Cientistas da Universidade de Oxford criaram uma calculadora que estima o risco individual de desordens musculares graves associadas ao uso de medicamentos estatinas. A ferramenta visa auxiliar pacientes e médicos na tomada de decisões sobre esses medicamentos, amplamente utilizados para prevenir infartos e acidentes vasculares cerebrais.

O estudo, publicado na revista The Lancet Digital Health, revelou que mais de 98% das pessoas identificadas por médicos como elegíveis para a terapia com estatinas apresentam baixo risco previsto de desenvolver uma desordem muscular séria nos próximos 10 anos. Os resultados sugerem que as preocupações sobre efeitos colaterais musculares graves podem estar exageradas para a maioria dos indivíduos que poderiam se beneficiar do tratamento.

Gap de Tratamento e Uso da Calculadora

Os pesquisadores também identificaram um significativo gap de tratamento: mais de 60% das pessoas elegíveis para o uso de estatinas não as utilizam, mesmo enfrentando alto risco de infarto ou acidente vascular cerebral. A equipe acredita que a nova calculadora pode melhorar o diálogo entre pacientes e clínicos, fornecendo estimativas personalizadas de risco, em vez de depender de estatísticas gerais ou preocupações amplas sobre efeitos colaterais.

A calculadora, disponível na loja de software da Oxford University Innovation, baseia-se em um modelo de predição clínica desenvolvido e testado com registros de saúde anonimizados de mais de 5,6 milhões de pessoas registradas em práticas de GP na Inglaterra. O modelo foi construído utilizando dados de mais de 1,7 milhão de pessoas e sua precisão foi validada com registros de outros 3,9 milhões.

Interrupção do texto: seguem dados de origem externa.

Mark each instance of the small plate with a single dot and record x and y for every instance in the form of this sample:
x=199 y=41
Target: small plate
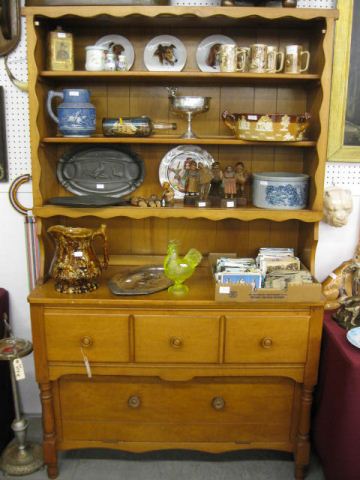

Funcionamento da Calculadora de Risco de Estatinas

O modelo analisa 22 fatores de saúde coletados rotineiramente para estimar a probabilidade de desenvolver uma desordem muscular grave em um, cinco e dez anos. Esses fatores incluem idade, sexo, etnia, índice de massa corporal, status de tabagismo, condições médicas existentes, problemas musculares anteriores, deficiência de vitamina D, uso de medicamentos e se a pessoa foi prescrita com estatinas.

Os pesquisadores esperam que a calculadora seja utilizada em conjunto com ferramentas de avaliação de risco cardiovascular, como o QRISK. Juntas, essas ferramentas podem ajudar médicos e pacientes a ponderar os benefícios da redução do risco de infartos e acidentes vasculares cerebrais em relação ao risco potencial de complicações musculares graves na decisão sobre o tratamento com estatinas.

As estatinas são alguns dos medicamentos mais prescritos para a prevenção de doenças cardiovasculares. No entanto, preocupações sobre efeitos colaterais musculares frequentemente desencorajam as pessoas a iniciarem o tratamento ou levam à interrupção do uso, mesmo quando os benefícios potenciais são substanciais.

A pesquisa foi financiada por uma bolsa de doutorado da British Heart Foundation, com apoio adicional do Wellcome Trust e do National Institute for Health and Care Research.